Was das Ministerium für Schule und Weiterbildung erst seit ca. 10 Jahren als Pflichtaufgabe auch dem Gymnasium vorschreibt und momentan wieder neu einfordert und – wie auch der Presse zu entnehmen ist -, wird am Gymnasium am Oelberg Oberpleis bereits seit 20 Jahren praktiziert: Berufsorientierung in der Oberstufe. So fanden vom 21.-23. Januar die 20. Berufserkundungstage der Schule für die rd. 120 Schülerinnen und Schüler der Jahrgangsstufe 12 statt. Diese Informationstage sind in ein Gesamtkonzept von Klasse 9 bis zum Abitur eingebettet.

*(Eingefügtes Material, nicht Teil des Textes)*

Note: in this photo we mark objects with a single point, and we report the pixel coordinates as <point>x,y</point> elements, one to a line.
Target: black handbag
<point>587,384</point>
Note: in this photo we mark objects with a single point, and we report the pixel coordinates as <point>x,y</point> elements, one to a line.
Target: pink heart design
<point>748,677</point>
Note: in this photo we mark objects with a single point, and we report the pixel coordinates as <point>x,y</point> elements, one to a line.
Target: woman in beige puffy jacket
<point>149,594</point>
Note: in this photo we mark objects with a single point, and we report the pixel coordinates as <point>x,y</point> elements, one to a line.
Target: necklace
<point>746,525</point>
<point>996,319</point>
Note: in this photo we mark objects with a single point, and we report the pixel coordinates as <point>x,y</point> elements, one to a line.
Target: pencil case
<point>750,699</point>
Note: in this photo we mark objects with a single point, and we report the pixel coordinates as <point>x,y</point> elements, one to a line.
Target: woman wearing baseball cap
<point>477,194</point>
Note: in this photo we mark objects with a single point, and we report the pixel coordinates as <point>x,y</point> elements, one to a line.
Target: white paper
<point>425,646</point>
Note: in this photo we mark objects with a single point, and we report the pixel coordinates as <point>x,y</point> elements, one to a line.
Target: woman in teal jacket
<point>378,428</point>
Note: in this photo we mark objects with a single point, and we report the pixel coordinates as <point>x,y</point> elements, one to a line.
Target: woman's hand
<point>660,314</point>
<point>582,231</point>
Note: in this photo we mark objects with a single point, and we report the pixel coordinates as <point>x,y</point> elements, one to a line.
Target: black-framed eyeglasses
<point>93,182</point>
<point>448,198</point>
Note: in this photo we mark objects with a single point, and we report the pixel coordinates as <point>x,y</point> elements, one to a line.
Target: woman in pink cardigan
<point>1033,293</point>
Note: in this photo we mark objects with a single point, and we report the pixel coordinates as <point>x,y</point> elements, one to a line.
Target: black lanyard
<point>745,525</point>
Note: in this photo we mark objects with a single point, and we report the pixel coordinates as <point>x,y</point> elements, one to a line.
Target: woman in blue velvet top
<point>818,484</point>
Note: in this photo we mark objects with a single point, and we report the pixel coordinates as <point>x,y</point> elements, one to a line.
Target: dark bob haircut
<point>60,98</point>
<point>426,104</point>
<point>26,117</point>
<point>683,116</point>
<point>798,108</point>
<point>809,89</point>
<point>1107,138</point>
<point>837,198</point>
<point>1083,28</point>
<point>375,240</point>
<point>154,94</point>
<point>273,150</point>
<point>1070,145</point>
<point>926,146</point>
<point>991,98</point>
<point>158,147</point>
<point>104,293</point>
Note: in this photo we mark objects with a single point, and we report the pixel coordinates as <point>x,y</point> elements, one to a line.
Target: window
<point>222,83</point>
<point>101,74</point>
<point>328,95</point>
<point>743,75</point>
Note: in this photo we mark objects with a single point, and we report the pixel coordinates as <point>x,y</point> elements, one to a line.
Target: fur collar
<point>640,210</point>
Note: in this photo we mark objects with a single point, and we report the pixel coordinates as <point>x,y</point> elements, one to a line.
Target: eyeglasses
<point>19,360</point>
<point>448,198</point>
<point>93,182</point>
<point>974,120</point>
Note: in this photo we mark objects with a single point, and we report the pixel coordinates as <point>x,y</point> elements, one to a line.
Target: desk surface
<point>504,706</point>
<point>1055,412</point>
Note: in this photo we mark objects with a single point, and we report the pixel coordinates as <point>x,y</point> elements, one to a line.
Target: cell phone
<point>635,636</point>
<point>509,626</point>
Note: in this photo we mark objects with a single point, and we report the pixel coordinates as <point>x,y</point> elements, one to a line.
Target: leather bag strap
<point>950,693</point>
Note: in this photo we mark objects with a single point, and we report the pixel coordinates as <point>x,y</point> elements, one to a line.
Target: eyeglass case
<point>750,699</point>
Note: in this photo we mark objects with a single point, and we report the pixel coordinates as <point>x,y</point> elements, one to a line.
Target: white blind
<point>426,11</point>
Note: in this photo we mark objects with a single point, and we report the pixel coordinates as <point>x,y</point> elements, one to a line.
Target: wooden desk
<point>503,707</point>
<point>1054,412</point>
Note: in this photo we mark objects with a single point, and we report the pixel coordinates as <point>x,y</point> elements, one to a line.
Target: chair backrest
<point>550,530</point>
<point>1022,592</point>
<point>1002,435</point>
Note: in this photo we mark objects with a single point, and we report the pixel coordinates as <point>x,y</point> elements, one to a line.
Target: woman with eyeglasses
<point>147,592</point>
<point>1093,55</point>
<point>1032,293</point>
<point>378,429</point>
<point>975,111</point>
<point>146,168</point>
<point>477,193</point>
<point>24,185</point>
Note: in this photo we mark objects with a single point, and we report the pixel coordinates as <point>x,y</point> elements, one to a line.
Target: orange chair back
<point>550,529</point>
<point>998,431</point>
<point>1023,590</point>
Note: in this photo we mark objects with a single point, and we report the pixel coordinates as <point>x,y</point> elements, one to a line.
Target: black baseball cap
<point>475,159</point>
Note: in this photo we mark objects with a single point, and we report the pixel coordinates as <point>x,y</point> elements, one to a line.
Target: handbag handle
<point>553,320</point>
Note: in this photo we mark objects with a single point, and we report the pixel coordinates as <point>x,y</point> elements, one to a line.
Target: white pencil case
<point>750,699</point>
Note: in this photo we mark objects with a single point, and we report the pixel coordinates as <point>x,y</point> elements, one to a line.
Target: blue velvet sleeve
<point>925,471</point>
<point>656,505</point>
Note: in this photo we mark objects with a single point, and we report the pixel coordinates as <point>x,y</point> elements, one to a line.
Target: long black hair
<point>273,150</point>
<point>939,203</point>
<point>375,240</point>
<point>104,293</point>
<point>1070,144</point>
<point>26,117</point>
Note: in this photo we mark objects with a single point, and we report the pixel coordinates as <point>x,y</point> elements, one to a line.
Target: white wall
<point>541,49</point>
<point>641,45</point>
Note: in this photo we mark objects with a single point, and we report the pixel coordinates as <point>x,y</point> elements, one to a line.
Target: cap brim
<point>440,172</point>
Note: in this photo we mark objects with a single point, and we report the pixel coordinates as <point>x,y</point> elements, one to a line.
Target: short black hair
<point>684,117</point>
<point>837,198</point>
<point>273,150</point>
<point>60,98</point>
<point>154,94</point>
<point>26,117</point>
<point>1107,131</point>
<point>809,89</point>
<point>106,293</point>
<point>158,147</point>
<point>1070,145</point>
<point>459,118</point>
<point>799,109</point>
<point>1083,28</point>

Die Jahrgangsstufe 12 wird bewusst für dieses Projekt gewählt, da die Berufswahlentscheidung zu diesem Zeitpunkt verstärkt in den Blick der Schüler rückt, aber zugleich noch hinreichend Zeit für eigene Aktivitäten der Berufsorientierung verbleibt.

60 Referenten aus dem Eltern- und Ehemaligenkreis, aber auch aus vielen Institutionen – u.a. Universitäten, Fachhochschulen, Business-Schools, Sprachakademien, aus öffentlichem Dienst, Wirtschaft und Verwaltung  - stellten den Schülern ihre Berufsfelder vor. Sie berichteten über Voraussetzungen, Anforderungen und Zukunftschancen von Berufsfeldern und Studiengängen. Doch wurden neben den vielen einzelnen Berufsfeldern auch allgemeine Informationen über duale Studiengänge, Studienfinanzierung und Stipendien angeboten.

Jeder Schüler hatte im Verlauf der dreitägigen Veranstaltung sechs Pflichtveranstaltungen zu belegen, für die jeweils 90 Minuten angesetzt waren. Viele Schüler nutzten die Gelegenheit, aus dem breit gefächerten Angebot weit mehr als die vorgeschriebene Zahl an Berufsvorstellungen zu besuchen.

Die Organisatorin der wiederum sehr aufwändigen Berufserkundungstage, Frau Monika Werfel (Fachlehrerin für Deutsch und Musik) zeigte sich erfreut über die engagierte Mitarbeit der Referenten, aber auch über das sehr lebhafte Interesse der Schüler an den Informationen erfahrener Berufstätiger, dies gerade in Zeiten von Stellenabbau in vielen Bereichen, von Studiengebühren und Lehrstellenmangel.